By Jody Godoy
(Reuters) – Apple could be the winner after Alphabet’s Google lost its fight with the U.S. antitrust enforcers earlier this week, with a ruling that supports the iPhone maker’s defense in its own antitrust court battle with U.S. prosecutors, legal experts said.
A federal judge mostly sided with state and federal antitrust enforcers in the blockbuster case on Monday that ruled Google’s search business was an illegal monopoly, but threw out a claim by several U.S. states that one of Google’s ad tools was designed to give the company an advantage over Microsoft’s Bing.
That piece could help Apple’s defense in its own anti-monopoly case, experts said.
The ruling underscored Supreme Court precedent that companies almost never have a “duty to deal” with their rivals, said Herbert Hovenkamp, who teaches antitrust at the University of Pennsylvania Carey Law School.

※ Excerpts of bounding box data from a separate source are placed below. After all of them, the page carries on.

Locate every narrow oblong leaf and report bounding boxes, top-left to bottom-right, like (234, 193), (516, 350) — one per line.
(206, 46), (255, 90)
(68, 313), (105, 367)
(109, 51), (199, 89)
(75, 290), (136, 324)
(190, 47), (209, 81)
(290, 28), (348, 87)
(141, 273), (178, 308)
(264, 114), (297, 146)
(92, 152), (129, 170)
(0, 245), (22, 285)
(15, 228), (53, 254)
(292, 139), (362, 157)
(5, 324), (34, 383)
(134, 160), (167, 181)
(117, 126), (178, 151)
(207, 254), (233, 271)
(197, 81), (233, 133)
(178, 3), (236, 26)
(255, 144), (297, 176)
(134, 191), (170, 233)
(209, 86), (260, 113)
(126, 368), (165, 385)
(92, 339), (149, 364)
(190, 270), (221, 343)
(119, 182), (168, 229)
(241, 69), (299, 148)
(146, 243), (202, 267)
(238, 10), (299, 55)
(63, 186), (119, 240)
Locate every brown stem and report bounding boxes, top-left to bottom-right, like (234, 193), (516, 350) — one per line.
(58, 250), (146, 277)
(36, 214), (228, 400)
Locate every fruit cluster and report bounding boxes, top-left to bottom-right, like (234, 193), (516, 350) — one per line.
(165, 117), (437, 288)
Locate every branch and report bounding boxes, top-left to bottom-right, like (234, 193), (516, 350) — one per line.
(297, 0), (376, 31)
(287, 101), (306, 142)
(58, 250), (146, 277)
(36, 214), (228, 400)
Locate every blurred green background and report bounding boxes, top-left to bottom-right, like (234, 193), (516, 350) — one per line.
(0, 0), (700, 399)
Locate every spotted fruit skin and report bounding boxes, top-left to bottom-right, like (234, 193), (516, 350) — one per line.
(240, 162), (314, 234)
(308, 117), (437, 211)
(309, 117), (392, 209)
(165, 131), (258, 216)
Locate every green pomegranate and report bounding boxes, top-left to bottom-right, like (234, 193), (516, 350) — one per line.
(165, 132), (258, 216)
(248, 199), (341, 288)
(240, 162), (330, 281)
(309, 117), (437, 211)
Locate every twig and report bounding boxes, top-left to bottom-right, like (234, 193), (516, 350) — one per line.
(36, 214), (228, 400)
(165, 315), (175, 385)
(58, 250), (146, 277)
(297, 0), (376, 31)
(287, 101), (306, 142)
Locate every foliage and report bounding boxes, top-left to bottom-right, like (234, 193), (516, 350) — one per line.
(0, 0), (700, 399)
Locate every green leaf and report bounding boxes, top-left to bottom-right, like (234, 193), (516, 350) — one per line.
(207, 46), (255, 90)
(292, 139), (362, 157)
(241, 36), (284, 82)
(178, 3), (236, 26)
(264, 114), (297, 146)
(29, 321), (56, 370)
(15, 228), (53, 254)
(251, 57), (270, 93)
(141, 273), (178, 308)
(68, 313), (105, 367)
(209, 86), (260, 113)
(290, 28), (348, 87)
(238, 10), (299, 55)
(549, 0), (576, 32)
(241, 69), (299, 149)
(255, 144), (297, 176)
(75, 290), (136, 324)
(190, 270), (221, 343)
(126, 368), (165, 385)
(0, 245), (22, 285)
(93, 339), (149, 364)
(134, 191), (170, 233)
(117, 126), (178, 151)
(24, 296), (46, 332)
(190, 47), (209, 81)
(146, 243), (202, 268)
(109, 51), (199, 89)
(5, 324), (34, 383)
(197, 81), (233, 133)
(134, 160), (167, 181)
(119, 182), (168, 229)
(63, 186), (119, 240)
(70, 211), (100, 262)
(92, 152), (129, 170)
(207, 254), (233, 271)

“Any case, including Apple, in which a duty to deal is a major portion, is going to get a close look,” he said.
The states had claimed Google thwarted competition by failing to offer key features for rivals’ ads through Search Ads 360, a tool for managing marketing campaigns across multiple search engines.

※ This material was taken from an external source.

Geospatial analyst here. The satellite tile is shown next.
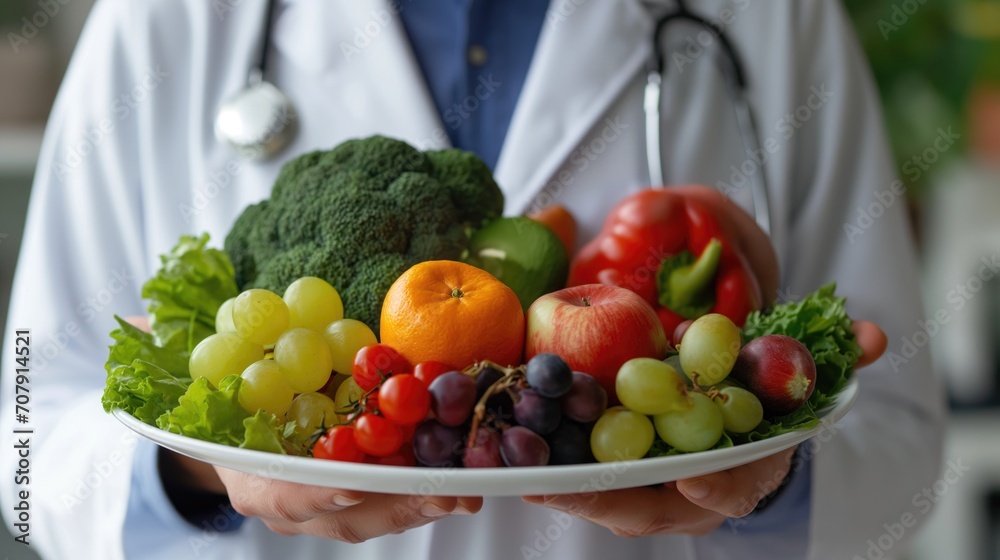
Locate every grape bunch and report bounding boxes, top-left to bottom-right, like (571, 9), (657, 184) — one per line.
(590, 314), (764, 462)
(189, 277), (386, 450)
(413, 354), (608, 468)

U.S. District Judge Amit Mehta agreed with Google that it was not required to spur competition by accommodating its rival.
“Their claim requires grappling with a host of questions that the court is ill-equipped to handle,” the judge said.

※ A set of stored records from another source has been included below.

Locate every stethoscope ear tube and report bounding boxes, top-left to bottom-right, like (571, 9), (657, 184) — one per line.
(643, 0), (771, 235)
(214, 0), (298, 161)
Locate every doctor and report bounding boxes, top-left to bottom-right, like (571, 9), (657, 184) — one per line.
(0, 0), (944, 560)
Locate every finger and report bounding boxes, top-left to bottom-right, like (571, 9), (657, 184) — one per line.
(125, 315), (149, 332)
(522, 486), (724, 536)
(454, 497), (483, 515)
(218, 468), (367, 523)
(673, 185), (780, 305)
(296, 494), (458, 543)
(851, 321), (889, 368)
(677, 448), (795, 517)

That part of the ruling is good for defendants, said William Kovacic, a professor at George Washington University Law School and former commissioner of the U.S. Federal Trade Commission.
“It also is a reminder that the case is hardly finished,” he said, adding that the case and appeals could take years.
To be sure, Apple could ultimately lose billions of dollars because of the Google case if the judge bans the search juggernaut from paying the iPhone maker and others to be the default search engine on their devices.
Mehta noted that Google had paid $26.3 billion in 2021 alone to ensure that its search engine is the default on smartphones and browsers, and to keep its dominant market share.
But the Google ruling could give Apple a boost in its case where the Justice Department says it hampered the development of third-party apps and devices.
The company last week asked for the case to be dismissed, arguing that putting reasonable limitations on third-party developers’ access to its technology did not amount to anti-competitive behavior, and that forcing it to share technology with competitors would chill innovation.
The judge in Apple’s case need not follow Mehta’s ruling, though Apple may try to use it to persuade him.
The Justice Department will have to show Apple’s interactions with developers were more like Google’s payments to device makers, Hovenkamp said.
“In order to win, the government is going to have to point to some kind of agreement, because then the standard becomes more aggressive,” he said.